Erick José, de 14 años, habitante del barrio Palestina, recuerda que siendo niño presenció la venganza de una familia a la cual tres pandilleros le asesinaron a uno de sus miembros.

A las pocas horas de acaecido el hecho, los ofendidos canalizaron su venganza lanzando piedras contra la casa de los agresores. Y no pasaron muchos minutos cuando apareció la primera de varias bolas de fuego que redujeron el aposento a cenizas.

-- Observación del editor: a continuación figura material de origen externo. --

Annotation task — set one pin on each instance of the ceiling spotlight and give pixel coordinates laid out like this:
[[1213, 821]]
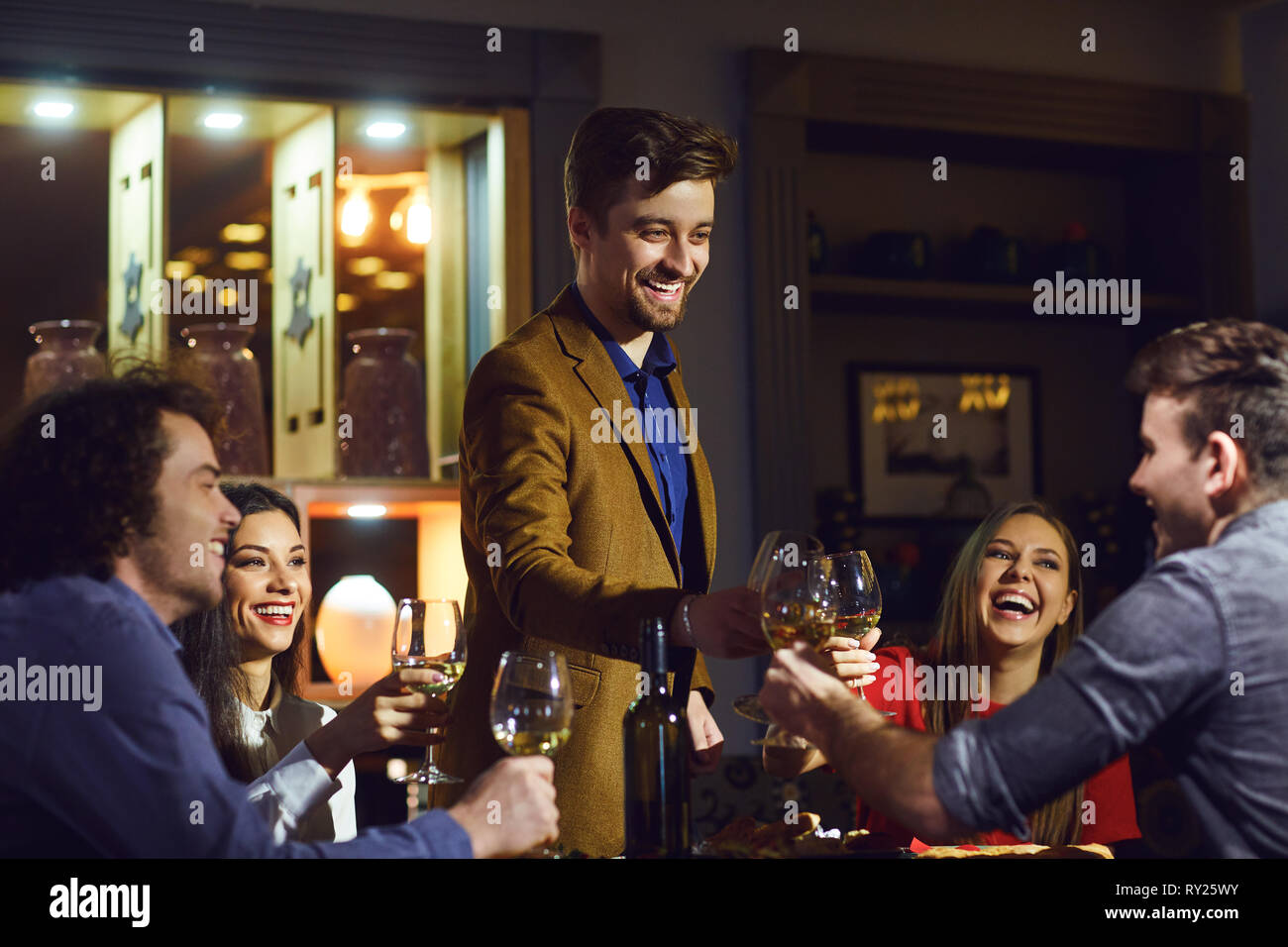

Hasta el momento, Belinda Jiménez, una ama de casa de Pablo VI Segundo, ha cumplido la promesa de no volver a asistir al sepelio de alguna víctima de las peleas entre pandillas. En el último al que acudió, los autores del crimen no se conformaron con haber matado a sangre fría y por la espalda a un joven bachiller, sino que completaron su obra invadiendo el cementerio, destruyendo el féretro y destrozando a machetazos el cadáver.

Arnaldo Aguirre, el vigilante de un edificio del barrio Bocagrande, lleva casi diez años con el corazón envenenado por los deseos de venganza en contra de los pandilleros que asesinaron a su padre en circunstancias aún confusas.

Aguirre, residente en el sector Rafael Núñez del barrio Olaya Herrera, hace parte de la gran cantidad de cartageneros que ignora que en el barrio Trece de Mayo, en las faldas de La Popa, existe la “Casa-taller Oscar Hurtado”, una especie de clínica del alma, en donde sus funcionarios se encargan de aliviar el duelo y los deseos de represalias que los dolientes de un difunto violentado suelen anidar.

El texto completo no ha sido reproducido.